Matting by Generation

Zhixiang Wang,Baiang Li,Jian Wang,Yu-Lun Liu,Jinwei Gu,Yung-Yu Chuang,Shin'ichi Satoh
DOI: https://doi.org/10.1145/3641519.3657519
2024-07-31
Abstract:This paper introduces an innovative approach for image matting that redefines the traditional regression-based task as a generative modeling challenge. Our method harnesses the capabilities of latent diffusion models, enriched with extensive pre-trained knowledge, to regularize the matting process. We present novel architectural innovations that empower our model to produce mattes with superior resolution and detail. The proposed method is versatile and can perform both guidance-free and guidance-based image matting, accommodating a variety of additional cues. Our comprehensive evaluation across three benchmark datasets demonstrates the superior performance of our approach, both quantitatively and qualitatively. The results not only reflect our method's robust effectiveness but also highlight its ability to generate visually compelling mattes that approach photorealistic quality. The project page for this paper is available at <a class="link-external link-https" href="https://lightchaserx.github.io/matting-by-generation/" rel="external noopener nofollow">this https URL</a>
Computer Vision and Pattern Recognition
What problem does this paper attempt to address?

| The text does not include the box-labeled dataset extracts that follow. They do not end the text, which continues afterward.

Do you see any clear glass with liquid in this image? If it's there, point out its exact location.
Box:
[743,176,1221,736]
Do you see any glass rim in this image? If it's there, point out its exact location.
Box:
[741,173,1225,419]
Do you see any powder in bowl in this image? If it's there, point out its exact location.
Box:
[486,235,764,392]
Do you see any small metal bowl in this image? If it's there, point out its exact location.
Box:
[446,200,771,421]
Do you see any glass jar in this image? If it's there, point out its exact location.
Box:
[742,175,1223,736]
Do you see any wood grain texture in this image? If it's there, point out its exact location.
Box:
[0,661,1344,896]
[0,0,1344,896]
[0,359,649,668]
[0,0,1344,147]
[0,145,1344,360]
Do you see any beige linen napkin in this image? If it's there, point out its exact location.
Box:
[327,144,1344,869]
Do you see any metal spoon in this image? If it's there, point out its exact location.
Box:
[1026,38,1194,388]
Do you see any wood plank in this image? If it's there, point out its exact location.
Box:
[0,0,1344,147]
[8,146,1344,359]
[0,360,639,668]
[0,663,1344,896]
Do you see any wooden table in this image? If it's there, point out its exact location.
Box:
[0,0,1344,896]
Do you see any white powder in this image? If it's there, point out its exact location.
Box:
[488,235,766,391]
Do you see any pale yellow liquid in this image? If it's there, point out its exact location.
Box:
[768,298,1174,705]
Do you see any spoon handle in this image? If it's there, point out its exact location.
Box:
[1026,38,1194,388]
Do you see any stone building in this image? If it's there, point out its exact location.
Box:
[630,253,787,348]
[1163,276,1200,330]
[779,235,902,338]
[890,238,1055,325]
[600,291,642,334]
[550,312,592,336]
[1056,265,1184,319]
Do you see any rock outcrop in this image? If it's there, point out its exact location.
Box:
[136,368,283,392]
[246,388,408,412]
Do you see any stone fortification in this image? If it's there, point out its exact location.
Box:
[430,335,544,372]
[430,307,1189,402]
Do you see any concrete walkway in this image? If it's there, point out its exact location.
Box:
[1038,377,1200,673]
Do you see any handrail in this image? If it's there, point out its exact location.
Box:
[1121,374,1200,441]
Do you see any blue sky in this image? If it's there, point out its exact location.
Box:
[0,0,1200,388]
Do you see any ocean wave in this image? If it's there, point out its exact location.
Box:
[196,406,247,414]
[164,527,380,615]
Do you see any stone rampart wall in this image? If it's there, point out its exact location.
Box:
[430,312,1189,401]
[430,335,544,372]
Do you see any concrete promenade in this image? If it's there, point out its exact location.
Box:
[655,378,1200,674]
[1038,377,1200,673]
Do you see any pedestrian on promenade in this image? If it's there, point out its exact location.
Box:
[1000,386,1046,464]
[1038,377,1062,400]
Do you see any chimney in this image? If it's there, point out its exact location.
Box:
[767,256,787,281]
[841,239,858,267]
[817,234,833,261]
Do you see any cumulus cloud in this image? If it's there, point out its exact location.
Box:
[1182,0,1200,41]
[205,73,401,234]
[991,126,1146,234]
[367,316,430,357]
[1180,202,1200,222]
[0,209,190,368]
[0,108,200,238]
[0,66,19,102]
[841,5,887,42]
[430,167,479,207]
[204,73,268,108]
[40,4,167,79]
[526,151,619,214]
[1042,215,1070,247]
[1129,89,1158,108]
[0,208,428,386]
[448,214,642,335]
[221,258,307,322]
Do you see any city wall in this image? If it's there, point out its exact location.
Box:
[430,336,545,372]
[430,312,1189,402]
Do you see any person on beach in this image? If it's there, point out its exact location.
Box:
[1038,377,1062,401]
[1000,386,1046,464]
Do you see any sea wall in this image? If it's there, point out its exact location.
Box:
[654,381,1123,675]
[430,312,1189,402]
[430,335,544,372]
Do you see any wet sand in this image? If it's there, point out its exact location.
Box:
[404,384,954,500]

### What problem does this paper attempt to solve? This paper aims to address the issue of image matting, specifically by improving image matting techniques through transforming the traditional regression problem into a generative modeling problem. The main problems the paper attempts to solve are as follows: 1. **Dependence on Additional Inputs in Traditional Methods**: - Existing image matting methods typically require additional inputs to reduce uncertainty, such as user-annotated trimaps or rough segmentation masks. However, these additional inputs may be imprecise, leading to a decline in the final matting quality. 2. **Poor Handling of Boundary Details**: - Current methods often face challenges in handling boundary regions, as these areas usually have low contrast, low image quality, and imperfect manual annotations, resulting in unnatural composite effects. 3. **Limitations of End-to-End Methods**: - Although some of the latest end-to-end methods attempt to address these issues by eliminating the need for additional inputs, they still face challenges in terms of insufficient training data and generating high-quality boundary details. The paper proposes a new method based on a generative diffusion model, leveraging pre-trained knowledge to better handle image semantics and details, thereby improving the quality of image matting. This method can handle high-resolution inputs and generate high-quality matting results without additional guidance, while also being flexible enough to incorporate various forms of guidance information (such as trimaps, rough masks, text prompts, etc.).